Nutzungs- und Erschließungskonzept: Altes Rathaus und Ratswaage

Neue Nutzungsideen für das Alte Rathaus

Von Juliane Hofmann

Die Stadt Einbeck hat zu einer öffentlichen Präsentation des Nutzungs- und Erschließungskonzeptes für das Alte Rathaus und die Ratswaage in die Halle des Einbecker Wahrzeichens eingeladen. Den Auftrag zur Konzepterstellung hatte das Projekt Fachwerk-Fünfeck in Zusammenarbeit mit der Stadt Einbeck an das Büro SHH Architekten Hildesheim erteilt, das einen Beitrag zur deutlich stärkeren Nutzung der städtischen Immobilien leisten soll. „Das Rathaus stellt die Würde einer Stadtgesellschaft dar“, sagte Stadtbaurat Frithjof Look zur Begrüßung. „Es wird geliebt, es ist in unseren Köpfen, aber es steht teilweise leer.“ Dem Sinnbild der Gesellschaft neues Leben – auch im Innenraum – zu geben, sei Hintergrund des vorgestellten Konzeptes.

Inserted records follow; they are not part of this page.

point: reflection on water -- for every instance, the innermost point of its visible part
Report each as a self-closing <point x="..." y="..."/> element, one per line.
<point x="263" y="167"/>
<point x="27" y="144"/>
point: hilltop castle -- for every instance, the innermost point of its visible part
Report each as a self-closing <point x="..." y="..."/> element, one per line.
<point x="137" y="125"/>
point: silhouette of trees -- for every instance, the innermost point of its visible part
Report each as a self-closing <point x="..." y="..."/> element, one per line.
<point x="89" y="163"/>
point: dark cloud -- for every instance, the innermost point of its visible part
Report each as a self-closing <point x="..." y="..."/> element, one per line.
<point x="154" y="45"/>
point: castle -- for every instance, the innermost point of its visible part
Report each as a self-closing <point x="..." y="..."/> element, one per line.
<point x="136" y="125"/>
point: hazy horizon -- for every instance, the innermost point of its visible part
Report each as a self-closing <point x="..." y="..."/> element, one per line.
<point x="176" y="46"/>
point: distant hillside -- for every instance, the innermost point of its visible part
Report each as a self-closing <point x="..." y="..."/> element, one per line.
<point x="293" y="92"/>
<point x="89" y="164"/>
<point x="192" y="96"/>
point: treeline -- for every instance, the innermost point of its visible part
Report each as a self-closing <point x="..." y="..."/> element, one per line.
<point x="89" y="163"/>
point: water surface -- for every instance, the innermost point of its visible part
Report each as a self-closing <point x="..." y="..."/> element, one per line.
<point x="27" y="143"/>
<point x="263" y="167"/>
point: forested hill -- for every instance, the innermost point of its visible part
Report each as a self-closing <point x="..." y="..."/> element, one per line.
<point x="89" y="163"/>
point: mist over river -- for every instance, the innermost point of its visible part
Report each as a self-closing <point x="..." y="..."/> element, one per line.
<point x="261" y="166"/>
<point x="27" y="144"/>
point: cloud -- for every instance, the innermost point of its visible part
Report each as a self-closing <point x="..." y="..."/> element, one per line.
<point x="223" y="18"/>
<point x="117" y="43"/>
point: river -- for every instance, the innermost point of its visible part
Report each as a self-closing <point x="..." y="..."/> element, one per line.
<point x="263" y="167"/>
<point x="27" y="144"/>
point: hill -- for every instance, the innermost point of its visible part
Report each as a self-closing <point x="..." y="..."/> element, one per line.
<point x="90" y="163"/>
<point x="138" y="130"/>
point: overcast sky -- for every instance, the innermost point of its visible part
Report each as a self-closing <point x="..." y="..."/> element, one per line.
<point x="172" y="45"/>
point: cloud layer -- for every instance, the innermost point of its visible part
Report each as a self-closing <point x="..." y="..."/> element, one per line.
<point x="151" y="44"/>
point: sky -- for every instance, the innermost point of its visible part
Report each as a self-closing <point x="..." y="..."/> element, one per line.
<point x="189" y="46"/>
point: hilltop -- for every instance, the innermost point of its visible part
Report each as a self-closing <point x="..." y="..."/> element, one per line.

Dagmar Schierholz und Marco Evers vom Büro SHH Architekten stellten zunächst ihre Aufgabe der barrierefreien Erschließung der drei Stockwerke in den Vordergrund. Nach Überlegungen des Planungsbüros wären für einen Aufzug zunächst drei Standorte untersucht worden. Empfohlen wurde schließlich ein innenliegender Schacht an der östlichen Giebelwand, weil der Eingang vom Marktplatz aus gut zu erreichen sei und diese Lösung nur sehr geringe Veränderungen an der denkmalgeschützten Fassade bedürfe.

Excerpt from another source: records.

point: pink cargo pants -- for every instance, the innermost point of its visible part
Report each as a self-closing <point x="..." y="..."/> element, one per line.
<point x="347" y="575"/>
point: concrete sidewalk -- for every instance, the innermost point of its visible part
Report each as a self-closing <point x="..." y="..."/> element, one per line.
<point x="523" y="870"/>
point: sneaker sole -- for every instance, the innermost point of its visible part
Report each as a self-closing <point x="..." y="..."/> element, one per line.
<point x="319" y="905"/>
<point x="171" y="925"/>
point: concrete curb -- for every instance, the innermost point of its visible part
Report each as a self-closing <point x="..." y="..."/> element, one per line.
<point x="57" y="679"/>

Für die Nutzung des Kellergeschosses gilt: um eine realistische Geschosshöhe zu erzeugen, müsste der Fußboden auf das historische Niveau abgesenkt werden. Der Gewölbekeller stünde damit als nutzbarer Raum für Tourismus und Stadtführungen zur Verfügung – eine Inszenierung des eingelagerten Ratsbieres inbegriffen. Eine zweite Variante zeigte eine mögliche gastronomische Nutzung der Kellerräume.

Das Erdgeschoss mit der Rathaushalle soll im Wesentlichen bestehen bleiben, wird jedoch mit moderner Veranstaltungstechnik ausgestattet. Durch den neuen Standort des Aufzuges ergäbe sich ein weiterer Eingang zum Raum und eine mögliche Integration eines heute als Stuhllager genutzten Raumes für die Ausstellung von stadtrelevanten Themen. Auch die Rathaushalle sollte in diesem Fall regelmäßig für Besucher geöffnet sein und in Vitrinen beispielsweise Objekte der Stadtgeschichte zeigen. Mit wenigen Handgriffen wäre die optimierte Möblierung für Vorträge und Ratssitzungen umzubauen.

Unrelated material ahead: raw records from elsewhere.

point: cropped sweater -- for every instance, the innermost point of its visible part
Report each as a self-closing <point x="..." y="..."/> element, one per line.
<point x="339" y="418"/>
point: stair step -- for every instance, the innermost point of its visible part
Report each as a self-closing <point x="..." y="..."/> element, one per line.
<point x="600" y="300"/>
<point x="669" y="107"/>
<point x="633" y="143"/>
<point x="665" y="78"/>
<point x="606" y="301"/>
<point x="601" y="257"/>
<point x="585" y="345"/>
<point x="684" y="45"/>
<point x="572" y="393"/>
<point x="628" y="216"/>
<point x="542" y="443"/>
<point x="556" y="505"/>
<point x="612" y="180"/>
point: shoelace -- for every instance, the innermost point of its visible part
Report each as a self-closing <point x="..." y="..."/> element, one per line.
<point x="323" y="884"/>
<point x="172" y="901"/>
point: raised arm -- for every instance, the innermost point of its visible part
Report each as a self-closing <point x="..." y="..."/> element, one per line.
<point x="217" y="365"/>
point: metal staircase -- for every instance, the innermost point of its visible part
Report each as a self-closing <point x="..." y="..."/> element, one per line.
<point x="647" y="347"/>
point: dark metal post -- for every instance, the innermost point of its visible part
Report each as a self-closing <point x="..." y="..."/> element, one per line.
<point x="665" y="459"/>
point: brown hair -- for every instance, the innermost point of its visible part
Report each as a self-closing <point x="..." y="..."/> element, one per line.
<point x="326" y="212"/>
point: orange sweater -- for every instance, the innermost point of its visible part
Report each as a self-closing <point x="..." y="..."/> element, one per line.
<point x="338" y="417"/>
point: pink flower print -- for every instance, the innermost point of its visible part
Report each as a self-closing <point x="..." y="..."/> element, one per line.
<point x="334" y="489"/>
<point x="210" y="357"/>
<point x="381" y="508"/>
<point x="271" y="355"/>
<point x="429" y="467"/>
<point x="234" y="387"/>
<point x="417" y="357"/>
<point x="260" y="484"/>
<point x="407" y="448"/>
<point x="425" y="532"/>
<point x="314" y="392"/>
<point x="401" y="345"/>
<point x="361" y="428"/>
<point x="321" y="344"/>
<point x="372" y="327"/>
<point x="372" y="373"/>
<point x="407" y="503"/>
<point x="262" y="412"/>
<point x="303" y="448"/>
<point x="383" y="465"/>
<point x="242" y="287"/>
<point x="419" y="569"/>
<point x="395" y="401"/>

Die größten Veränderungen zeigten die Ideen für das 1. Obergeschoss. Die mangelhafte Trittschalldämmung zur darunterliegenden Rathaushalle stocken die Planer auf und legen alle Versorgungsleitungen in den Boden. Daraus ergäben sich aus Sicht des Büros zwei mögliche beispielhafte Nutzungen: ein Gästehaus der Stadt mit kleinen Appartements oder eine repräsentative Büroetage. In der anschließenden Diskussion waren vor allem die Nutzungsempfehlungen für das Obergeschoss Anlass für Fragen, Bedenken aber auch Begeisterung. Stadtbaurat Look betonte, dass man von städtischer Seite damit gerechnet hätte und genau den gewünschten Effekt erzielt habe: die Bürger seien aufgefordert sich über die Zukunft von Rathaus und Ratswaage Gedanken zu machen und sich auszutauschen.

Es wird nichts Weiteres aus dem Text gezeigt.